PELÉ, TOUT SIMPLEMENT
Le roi Pelé n’est plus, et la terre entière le pleure. Parce que les amoureux du ballon rond, par milliards, se comptent sur tous les continents, dans tous les pays, tous les milieux, par-delà les barrières et autres catégorisations. Comment pouvez-vous, alors, soutenir qu’une partie de l’humanité le considérait, malgré tout, comme étant « un des siens » ?
Dans une chronique publiée, hier, dans le quotidien USA Today, Mike Freeman écrivait ceci : « Pelé n’était pas Américain, mais, pour une multitude d’Américains noirs, footballeurs, comme moi, il était un des nôtres. Il sera toujours un des nôtres ». Ce biographe d’entraîneur a alors dressé le portrait d’une icône galactique, une divinité ! Il a confessé s’être souvent surnommé Pelé, dans sa jeunesse, comme tant d’autres, d’ailleurs.

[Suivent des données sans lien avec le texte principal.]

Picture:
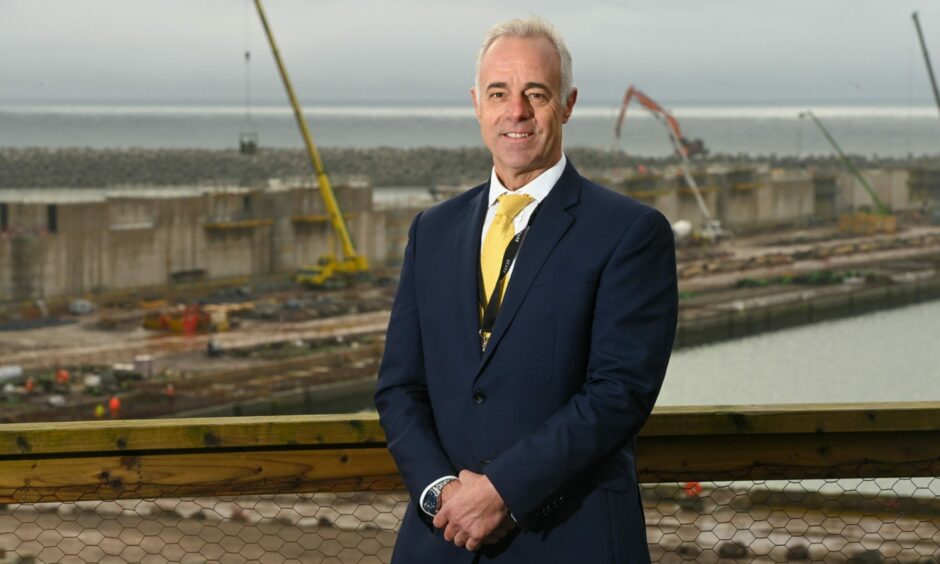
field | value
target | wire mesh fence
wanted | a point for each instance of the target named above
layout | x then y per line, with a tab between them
862	521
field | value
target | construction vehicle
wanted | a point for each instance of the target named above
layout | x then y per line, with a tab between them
686	147
881	219
711	228
923	48
327	270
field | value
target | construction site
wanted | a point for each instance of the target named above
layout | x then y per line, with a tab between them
155	302
236	298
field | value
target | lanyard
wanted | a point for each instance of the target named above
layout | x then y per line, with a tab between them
491	306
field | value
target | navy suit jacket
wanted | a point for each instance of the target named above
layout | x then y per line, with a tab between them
550	411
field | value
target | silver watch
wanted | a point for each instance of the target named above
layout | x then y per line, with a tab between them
432	499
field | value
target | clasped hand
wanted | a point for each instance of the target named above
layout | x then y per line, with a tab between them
472	512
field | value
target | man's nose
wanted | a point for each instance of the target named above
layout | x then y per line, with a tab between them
520	108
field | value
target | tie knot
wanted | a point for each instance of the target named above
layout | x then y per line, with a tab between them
511	204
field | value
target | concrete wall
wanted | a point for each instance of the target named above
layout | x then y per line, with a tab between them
740	199
891	186
109	243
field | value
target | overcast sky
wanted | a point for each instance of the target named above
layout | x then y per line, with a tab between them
375	51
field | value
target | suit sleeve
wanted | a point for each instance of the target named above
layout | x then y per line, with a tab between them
631	339
401	395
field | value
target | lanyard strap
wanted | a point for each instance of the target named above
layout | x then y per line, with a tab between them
491	306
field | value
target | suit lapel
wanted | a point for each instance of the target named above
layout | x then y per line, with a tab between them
469	229
551	223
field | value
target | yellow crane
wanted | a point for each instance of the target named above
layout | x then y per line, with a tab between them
329	266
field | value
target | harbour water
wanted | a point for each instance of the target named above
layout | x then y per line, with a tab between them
884	356
888	130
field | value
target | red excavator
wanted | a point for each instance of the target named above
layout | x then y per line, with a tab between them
683	146
711	229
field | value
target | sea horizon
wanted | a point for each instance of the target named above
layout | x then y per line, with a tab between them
882	128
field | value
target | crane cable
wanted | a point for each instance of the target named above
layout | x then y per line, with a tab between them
249	9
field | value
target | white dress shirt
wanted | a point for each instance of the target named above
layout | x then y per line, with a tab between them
538	189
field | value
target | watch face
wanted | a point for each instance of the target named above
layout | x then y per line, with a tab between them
430	502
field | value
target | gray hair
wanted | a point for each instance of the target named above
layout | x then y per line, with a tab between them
530	28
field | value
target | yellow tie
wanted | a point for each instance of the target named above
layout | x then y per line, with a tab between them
501	231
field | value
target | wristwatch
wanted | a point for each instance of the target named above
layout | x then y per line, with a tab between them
432	497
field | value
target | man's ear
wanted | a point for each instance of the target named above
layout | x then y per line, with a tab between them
569	105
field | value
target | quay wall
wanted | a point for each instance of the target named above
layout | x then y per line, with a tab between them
89	241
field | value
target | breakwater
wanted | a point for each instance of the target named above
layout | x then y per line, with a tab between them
384	166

Désigner Pelé comme étant un des leurs aurait pu faire suspecter Mike Freeman de récupération raciale, si le défunt roi du football ne s’était lui-même assigné la mission de rendre, par sa prestance sur la pelouse, une certaine fierté à ceux qui se reconnaissent en lui, et qui sont la partie en question de l’humanité. Au-delà des résultats, des trophées et du beau jeu, il tenait à ce que la gloire que lui conférait son génie rejaillisse sur eux.

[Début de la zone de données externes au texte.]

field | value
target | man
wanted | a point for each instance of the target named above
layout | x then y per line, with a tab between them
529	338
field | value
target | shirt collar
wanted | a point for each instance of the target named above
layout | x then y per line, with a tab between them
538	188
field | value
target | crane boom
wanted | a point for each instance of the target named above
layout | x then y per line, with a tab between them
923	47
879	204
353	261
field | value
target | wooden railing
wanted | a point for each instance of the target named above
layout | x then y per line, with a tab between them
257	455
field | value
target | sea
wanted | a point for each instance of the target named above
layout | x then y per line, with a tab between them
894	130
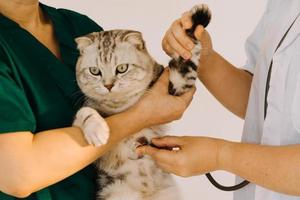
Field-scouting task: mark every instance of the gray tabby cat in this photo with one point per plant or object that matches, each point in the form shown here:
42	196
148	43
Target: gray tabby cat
113	71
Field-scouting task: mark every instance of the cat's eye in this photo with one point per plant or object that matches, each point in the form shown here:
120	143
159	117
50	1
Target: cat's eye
95	71
122	68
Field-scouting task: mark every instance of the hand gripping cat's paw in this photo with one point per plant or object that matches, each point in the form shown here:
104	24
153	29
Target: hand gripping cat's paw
94	127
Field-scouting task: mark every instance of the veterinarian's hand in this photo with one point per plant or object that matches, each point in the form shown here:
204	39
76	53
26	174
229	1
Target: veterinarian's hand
197	155
177	42
157	106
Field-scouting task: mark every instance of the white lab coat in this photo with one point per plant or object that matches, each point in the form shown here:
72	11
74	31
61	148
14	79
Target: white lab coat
282	124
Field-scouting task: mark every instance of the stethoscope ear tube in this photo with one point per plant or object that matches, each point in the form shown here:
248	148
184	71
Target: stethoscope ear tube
226	188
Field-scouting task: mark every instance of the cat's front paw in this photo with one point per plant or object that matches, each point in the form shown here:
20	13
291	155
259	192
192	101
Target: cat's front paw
183	75
94	127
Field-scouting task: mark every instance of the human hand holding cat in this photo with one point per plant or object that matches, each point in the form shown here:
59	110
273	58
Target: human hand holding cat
157	106
197	155
177	42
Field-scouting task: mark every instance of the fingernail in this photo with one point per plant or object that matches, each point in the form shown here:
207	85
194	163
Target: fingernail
190	46
186	55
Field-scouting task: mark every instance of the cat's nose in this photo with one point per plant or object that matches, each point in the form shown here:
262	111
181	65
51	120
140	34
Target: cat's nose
109	86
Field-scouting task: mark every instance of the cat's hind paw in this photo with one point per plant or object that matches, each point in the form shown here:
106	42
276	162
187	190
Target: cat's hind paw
94	127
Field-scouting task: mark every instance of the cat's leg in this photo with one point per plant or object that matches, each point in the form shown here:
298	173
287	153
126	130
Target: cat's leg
183	75
170	193
119	191
94	127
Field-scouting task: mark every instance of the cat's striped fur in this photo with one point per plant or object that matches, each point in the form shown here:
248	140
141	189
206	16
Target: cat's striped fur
114	71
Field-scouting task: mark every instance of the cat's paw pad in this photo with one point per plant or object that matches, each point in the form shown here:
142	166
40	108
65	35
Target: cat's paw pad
182	77
94	127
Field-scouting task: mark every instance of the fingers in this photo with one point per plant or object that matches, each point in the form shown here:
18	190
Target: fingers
174	44
181	36
198	32
147	150
168	141
188	96
160	156
163	80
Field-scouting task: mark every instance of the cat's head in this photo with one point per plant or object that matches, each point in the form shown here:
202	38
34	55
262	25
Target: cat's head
114	69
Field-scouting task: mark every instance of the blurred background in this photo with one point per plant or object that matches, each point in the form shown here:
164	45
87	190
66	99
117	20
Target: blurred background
231	24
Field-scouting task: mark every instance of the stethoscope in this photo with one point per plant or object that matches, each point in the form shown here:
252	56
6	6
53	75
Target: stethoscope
245	182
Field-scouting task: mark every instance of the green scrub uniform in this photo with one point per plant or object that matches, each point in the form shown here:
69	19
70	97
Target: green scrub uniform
39	92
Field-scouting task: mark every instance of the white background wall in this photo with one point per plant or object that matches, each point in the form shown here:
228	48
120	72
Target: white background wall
232	22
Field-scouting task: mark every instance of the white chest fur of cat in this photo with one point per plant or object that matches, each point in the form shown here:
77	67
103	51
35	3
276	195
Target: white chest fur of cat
113	71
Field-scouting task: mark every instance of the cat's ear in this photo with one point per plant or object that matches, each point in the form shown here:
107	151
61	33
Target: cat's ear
135	38
85	41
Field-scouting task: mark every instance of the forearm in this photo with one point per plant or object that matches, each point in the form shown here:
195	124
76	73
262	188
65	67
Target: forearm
50	156
275	168
230	85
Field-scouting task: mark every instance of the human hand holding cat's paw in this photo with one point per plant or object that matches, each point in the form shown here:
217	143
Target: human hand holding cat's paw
177	42
196	155
94	127
157	106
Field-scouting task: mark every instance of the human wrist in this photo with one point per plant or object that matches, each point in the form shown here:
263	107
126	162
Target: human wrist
225	155
207	61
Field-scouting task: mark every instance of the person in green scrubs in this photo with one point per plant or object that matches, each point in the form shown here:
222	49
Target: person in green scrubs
41	156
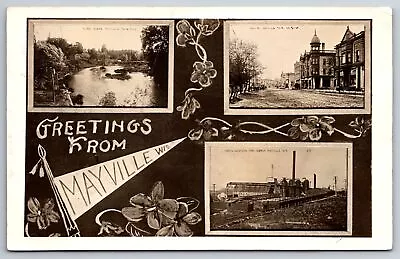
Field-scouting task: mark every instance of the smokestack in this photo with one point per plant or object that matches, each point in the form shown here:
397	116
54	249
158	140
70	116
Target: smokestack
315	181
294	166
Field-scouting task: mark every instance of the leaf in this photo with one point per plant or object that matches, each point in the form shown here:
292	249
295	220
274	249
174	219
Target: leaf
328	128
353	124
195	134
298	121
152	221
133	213
183	230
327	119
293	132
315	134
169	205
33	171
192	218
183	26
157	192
33	205
190	202
311	119
306	127
53	217
182	210
166	231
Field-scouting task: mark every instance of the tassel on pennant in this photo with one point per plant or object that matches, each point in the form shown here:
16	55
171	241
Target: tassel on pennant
34	169
41	172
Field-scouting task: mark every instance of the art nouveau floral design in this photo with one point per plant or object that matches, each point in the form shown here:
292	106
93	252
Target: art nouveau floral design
41	216
306	128
203	70
153	215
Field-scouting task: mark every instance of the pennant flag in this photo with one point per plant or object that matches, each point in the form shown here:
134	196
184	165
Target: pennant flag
82	189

Comment recense-t-on donc cette partie de l’humanité ?
A l’époque où Pelé rayonnait, notamment en Coupe du monde, les Noirs, aux États-Unis, subissaient la ségrégation raciale. Ceux d’Afrique noire se débattaient pour se libérer du joug du colonialisme. Voir « un des leurs » impressionner ainsi la planète ne pouvait être qu’une source de fierté pour ses frères de couleur, en Afrique, aux États-Unis, et même au Brésil. C’est précisément ce sentiment qu’exprimait un auditeur qui rappelait hier, sur l’antenne, l’état dans lequel, depuis leur village de Sokone, au Sénégal, ses amis et lui avaient vécu, en 1958, les prouesses de Pelé, à la radio : « Nous en étions très fiers, parce qu’il était noir, comme nous », disait-il.